Recently I was looking at the performance of a cluster and discovered the development team were performing a lot of count(*) queries on a specific table. This was easy to spot — it was a DataStax cluster and the queries were showing up in the node_slow_table.
The table collected daily orders at a location, something like this:
CREATE TABLE location_orders (
location_id int,
calculation_date date,
order_id int,
PRIMARY KEY ((location_id, calculation_date), order_id)
) WITH CLUSTERING ORDER BY (order_id ASC)
With queries like:
SELECT count(*) FROM location_orders
WHERE location_id = 1 AND calculation_date = '2019-03-29';
Even though this is “only” counting within one partition, there is no quick way for the node to count this data. Every clustered row within the partition needs to be loaded into memory to be counted. With up to 40,000 rows per partition and this query repeated across locations, it was causing significant heap pressure and too much time spent in garbage collection.
The team did not want to use Cassandra counters due to edge cases and accuracy concerns. So a new strategy was devised.
The Solution: timeuuid as a Clustering Key
First, create a new table with a timeuuid column added as a clustering key:
CREATE TABLE location_orders2 (
location_id int,
calculation_date date,
timestamp timeuuid,
order_id int,
PRIMARY KEY ((location_id, calculation_date), timestamp, order_id)
) WITH CLUSTERING ORDER BY (timestamp ASC)
Adding a timeuuid timestamp ensures rows within a partition are stored in strict time insertion order:
INSERT INTO location_orders2 (location_id, calculation_date, timestamp, order_id)

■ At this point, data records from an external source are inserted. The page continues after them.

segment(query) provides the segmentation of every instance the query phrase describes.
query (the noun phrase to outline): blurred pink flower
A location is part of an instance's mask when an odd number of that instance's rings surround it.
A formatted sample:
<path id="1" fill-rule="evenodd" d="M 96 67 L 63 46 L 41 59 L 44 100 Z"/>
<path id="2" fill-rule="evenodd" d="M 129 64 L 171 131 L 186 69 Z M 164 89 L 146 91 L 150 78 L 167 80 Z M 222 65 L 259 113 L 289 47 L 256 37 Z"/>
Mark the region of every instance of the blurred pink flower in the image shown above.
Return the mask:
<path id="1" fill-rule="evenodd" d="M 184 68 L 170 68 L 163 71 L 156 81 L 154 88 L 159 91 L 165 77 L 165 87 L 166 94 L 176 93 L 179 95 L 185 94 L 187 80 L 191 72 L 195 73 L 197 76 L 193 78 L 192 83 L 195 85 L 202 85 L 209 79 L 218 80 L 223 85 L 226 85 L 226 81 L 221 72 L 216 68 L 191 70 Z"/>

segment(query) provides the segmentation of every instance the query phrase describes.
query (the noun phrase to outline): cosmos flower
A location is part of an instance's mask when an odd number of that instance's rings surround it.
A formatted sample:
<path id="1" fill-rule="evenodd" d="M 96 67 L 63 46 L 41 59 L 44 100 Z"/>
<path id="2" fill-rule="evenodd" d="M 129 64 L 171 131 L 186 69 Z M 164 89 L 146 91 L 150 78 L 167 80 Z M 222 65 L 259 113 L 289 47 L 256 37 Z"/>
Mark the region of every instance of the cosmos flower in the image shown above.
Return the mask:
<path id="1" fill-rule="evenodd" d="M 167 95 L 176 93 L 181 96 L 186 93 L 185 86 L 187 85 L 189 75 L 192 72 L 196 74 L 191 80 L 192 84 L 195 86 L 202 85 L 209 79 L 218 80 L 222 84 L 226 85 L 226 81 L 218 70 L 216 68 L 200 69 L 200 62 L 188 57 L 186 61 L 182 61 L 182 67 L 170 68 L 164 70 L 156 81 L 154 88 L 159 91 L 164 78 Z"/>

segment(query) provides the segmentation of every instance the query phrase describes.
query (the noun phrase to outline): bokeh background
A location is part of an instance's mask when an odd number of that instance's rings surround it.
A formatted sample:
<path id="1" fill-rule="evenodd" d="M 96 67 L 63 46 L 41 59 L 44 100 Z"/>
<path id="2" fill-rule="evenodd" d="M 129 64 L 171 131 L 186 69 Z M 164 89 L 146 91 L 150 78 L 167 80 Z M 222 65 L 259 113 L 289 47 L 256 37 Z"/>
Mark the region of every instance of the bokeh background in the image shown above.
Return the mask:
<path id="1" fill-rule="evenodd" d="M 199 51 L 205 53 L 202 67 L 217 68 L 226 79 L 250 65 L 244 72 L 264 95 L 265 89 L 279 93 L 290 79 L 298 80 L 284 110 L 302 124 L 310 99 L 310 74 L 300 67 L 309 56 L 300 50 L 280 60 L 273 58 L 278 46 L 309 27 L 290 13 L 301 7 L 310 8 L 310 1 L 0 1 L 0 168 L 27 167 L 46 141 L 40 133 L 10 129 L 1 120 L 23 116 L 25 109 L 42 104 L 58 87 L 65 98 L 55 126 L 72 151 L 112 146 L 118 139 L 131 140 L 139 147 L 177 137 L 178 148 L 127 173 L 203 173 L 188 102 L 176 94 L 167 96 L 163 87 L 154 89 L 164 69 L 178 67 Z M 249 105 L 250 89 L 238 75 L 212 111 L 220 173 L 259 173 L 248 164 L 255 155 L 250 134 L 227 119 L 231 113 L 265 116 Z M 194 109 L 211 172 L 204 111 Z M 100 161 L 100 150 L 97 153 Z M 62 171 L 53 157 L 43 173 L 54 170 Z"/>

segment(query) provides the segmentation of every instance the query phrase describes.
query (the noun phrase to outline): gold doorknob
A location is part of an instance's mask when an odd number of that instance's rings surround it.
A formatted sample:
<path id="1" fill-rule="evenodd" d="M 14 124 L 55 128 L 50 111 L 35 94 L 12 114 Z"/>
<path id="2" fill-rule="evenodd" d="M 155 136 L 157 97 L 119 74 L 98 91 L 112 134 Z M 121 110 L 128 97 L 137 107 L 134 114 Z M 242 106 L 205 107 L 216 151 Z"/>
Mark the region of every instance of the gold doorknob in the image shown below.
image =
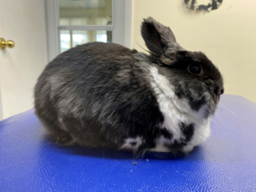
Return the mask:
<path id="1" fill-rule="evenodd" d="M 3 38 L 0 38 L 0 49 L 4 49 L 6 47 L 13 48 L 15 46 L 15 42 L 11 40 L 5 41 Z"/>

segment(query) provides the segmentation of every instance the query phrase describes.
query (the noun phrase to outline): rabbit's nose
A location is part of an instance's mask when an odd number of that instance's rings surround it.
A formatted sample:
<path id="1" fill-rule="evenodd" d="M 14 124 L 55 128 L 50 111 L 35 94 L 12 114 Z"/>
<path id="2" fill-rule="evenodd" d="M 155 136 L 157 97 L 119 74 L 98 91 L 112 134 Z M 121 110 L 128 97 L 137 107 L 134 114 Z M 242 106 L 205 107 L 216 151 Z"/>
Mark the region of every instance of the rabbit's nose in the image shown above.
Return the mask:
<path id="1" fill-rule="evenodd" d="M 219 96 L 219 95 L 222 95 L 224 94 L 224 87 L 223 86 L 218 86 L 217 85 L 214 89 L 214 93 L 217 95 L 217 96 Z"/>

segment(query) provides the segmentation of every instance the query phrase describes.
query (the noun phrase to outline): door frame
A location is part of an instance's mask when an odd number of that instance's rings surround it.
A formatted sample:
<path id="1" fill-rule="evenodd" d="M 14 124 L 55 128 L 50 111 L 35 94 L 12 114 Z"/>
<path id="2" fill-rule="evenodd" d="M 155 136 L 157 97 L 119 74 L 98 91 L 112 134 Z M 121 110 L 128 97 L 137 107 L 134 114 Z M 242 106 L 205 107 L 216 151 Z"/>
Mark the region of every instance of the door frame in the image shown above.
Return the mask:
<path id="1" fill-rule="evenodd" d="M 1 95 L 1 84 L 0 84 L 0 120 L 3 120 L 3 105 L 2 105 L 2 95 Z"/>
<path id="2" fill-rule="evenodd" d="M 59 26 L 59 5 L 58 0 L 45 0 L 46 10 L 46 33 L 48 61 L 52 61 L 60 51 L 60 30 L 68 26 Z M 131 22 L 132 22 L 132 0 L 113 0 L 113 25 L 108 26 L 87 26 L 90 28 L 98 30 L 112 30 L 113 43 L 121 44 L 129 49 L 131 47 Z M 73 29 L 84 30 L 84 26 L 72 26 Z"/>

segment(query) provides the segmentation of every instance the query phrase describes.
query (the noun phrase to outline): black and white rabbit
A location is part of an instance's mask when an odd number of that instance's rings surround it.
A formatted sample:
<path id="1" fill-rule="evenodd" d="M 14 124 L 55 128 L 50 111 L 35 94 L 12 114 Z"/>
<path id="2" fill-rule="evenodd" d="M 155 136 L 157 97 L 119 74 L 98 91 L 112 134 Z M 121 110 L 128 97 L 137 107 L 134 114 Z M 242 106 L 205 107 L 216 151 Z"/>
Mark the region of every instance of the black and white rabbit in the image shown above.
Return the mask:
<path id="1" fill-rule="evenodd" d="M 58 55 L 35 87 L 36 113 L 61 144 L 141 153 L 189 152 L 210 135 L 224 93 L 217 67 L 145 19 L 150 55 L 89 43 Z"/>

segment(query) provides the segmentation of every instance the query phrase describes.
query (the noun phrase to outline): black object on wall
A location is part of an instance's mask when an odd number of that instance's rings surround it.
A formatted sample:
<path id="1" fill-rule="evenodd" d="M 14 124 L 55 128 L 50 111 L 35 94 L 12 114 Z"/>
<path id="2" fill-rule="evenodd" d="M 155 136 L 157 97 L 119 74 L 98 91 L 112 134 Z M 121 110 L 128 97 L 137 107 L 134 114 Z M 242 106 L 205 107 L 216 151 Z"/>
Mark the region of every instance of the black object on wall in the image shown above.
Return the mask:
<path id="1" fill-rule="evenodd" d="M 210 12 L 218 9 L 223 0 L 212 0 L 212 3 L 197 5 L 196 0 L 184 0 L 186 8 L 195 12 Z"/>

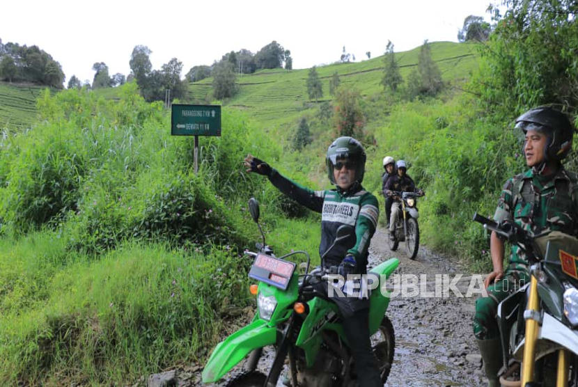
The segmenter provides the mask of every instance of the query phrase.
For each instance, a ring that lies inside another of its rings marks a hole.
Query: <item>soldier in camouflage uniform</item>
[[[336,188],[325,191],[302,187],[251,155],[245,159],[247,172],[267,176],[284,194],[321,213],[320,256],[335,240],[340,226],[354,228],[355,233],[336,245],[321,262],[325,267],[337,266],[338,274],[345,278],[349,274],[359,276],[367,274],[369,244],[379,219],[377,199],[361,186],[366,159],[359,141],[351,137],[337,139],[329,145],[325,159],[329,181]],[[327,283],[318,285],[318,291],[327,292]],[[366,284],[361,285],[366,287]],[[341,313],[343,331],[355,361],[358,381],[363,387],[382,387],[377,360],[369,340],[369,299],[367,293],[357,292],[353,295],[355,297],[334,295],[332,299]]]
[[[563,113],[551,107],[531,109],[516,120],[524,135],[524,154],[531,169],[509,179],[494,215],[497,222],[513,221],[533,235],[552,230],[577,235],[578,182],[561,161],[572,148],[574,127]],[[494,270],[484,281],[487,297],[476,303],[474,333],[480,348],[488,386],[500,386],[497,373],[503,365],[497,320],[498,304],[530,281],[523,251],[513,246],[503,271],[504,243],[496,232],[490,237]]]

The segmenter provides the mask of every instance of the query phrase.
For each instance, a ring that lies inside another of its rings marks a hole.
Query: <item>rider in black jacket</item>
[[[393,231],[396,230],[396,222],[398,220],[400,207],[401,206],[399,202],[399,196],[395,196],[393,192],[414,192],[416,190],[416,184],[414,180],[406,174],[407,166],[405,165],[405,161],[400,160],[397,162],[396,166],[398,168],[398,173],[389,177],[385,184],[385,191],[387,196],[396,200],[391,205],[391,218],[389,220],[389,237],[392,239],[395,238]]]

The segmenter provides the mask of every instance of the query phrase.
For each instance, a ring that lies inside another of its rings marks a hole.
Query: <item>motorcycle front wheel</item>
[[[407,232],[405,235],[405,249],[410,260],[414,260],[419,250],[419,226],[413,218],[407,219]]]
[[[391,231],[388,231],[387,232],[388,234],[391,233]],[[398,249],[398,246],[399,246],[399,244],[400,242],[397,238],[396,238],[393,240],[391,240],[391,239],[389,237],[389,235],[387,235],[387,244],[389,246],[389,250],[391,250],[391,251],[395,251]]]
[[[393,333],[393,325],[387,317],[384,317],[377,330],[370,338],[371,349],[377,358],[380,366],[380,375],[382,383],[385,384],[387,377],[393,364],[393,352],[396,349],[396,337]]]
[[[267,375],[258,371],[246,371],[231,379],[226,387],[263,387]]]

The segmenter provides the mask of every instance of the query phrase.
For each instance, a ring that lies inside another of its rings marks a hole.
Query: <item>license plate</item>
[[[249,272],[249,278],[287,290],[296,264],[265,254],[258,254]]]

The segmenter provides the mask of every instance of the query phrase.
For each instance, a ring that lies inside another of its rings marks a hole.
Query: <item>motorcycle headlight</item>
[[[271,319],[277,300],[274,296],[263,296],[261,293],[257,297],[257,307],[259,308],[259,316],[267,321]]]
[[[573,326],[578,325],[578,290],[570,287],[564,292],[564,315]]]

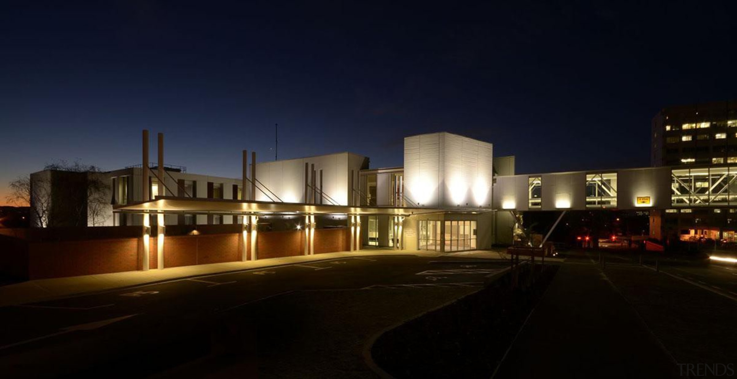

VALUES (1, '2019-03-29', now(), 1);
INSERT INTO location_orders2 (location_id, calculation_date, timestamp, order_id)
VALUES (1, '2019-03-29', now(), 2);
Efficient Counting with Pagination
Now we can count more efficiently by only loading each record once, and paginating using the timestamp.
First, get the count and the latest timestamp:
SELECT count(*), max(timestamp) FROM location_orders2
WHERE location_id = 1 AND calculation_date = '2019-03-29';
count | system.max(timestamp)
-------+--------------------------------------
2 | 5f7bbc40-5240-11e9-96f8-6f39bc97f361
Then, for subsequent counts, only read rows inserted after that timestamp:
SELECT count(*), max(timestamp) FROM location_orders2
WHERE location_id = 1 AND calculation_date = '2019-03-29'
AND timestamp > 5f7bbc40-5240-11e9-96f8-6f39bc97f361;
This means each record is only loaded into memory once per count cycle, rather than on every count.
Persisting the Count with LWT
For a single process, the count and last timestamp could be stored in memory. But typically the count is required by multiple processes. In this case we store the running total back in Cassandra:
CREATE TABLE location_order_count (
location_id int,
calculation_date date,
last_timestamp timeuuid,
count int,
PRIMARY KEY ((location_id, calculation_date))
)
This table has no clustering key, so each insert overwrites the previous data. To prevent two processes overwriting each other’s work, use a Lightweight Transaction (LWT):
UPDATE location_order_count
SET last_timestamp = e3c60511-5244-11e9-96f8-6f39bc97f361, count = 4
WHERE location_id = 1 AND calculation_date = '2019-03-29'
IF last_timestamp = 8e7e1ea1-5242-11e9-96f8-6f39bc97f361;
[applied]
-----------
True
If another process had already updated the count, you’d get False returned along with the newer timestamp — at which point you can safely discard your update, since there’s already more recent data in the count table.
The complete workflow is:
- Read the current count and timestamp from
location_order_count - Count the number of records in
location_orders2since that timestamp - Store the new count and timestamp only if the old timestamp is still current (using LWT)
This structure efficiently performs a count by reading each record only once, reducing heap pressure, GC time, and CPU usage significantly.
In a future post I will look at deletion of stale data from these tables.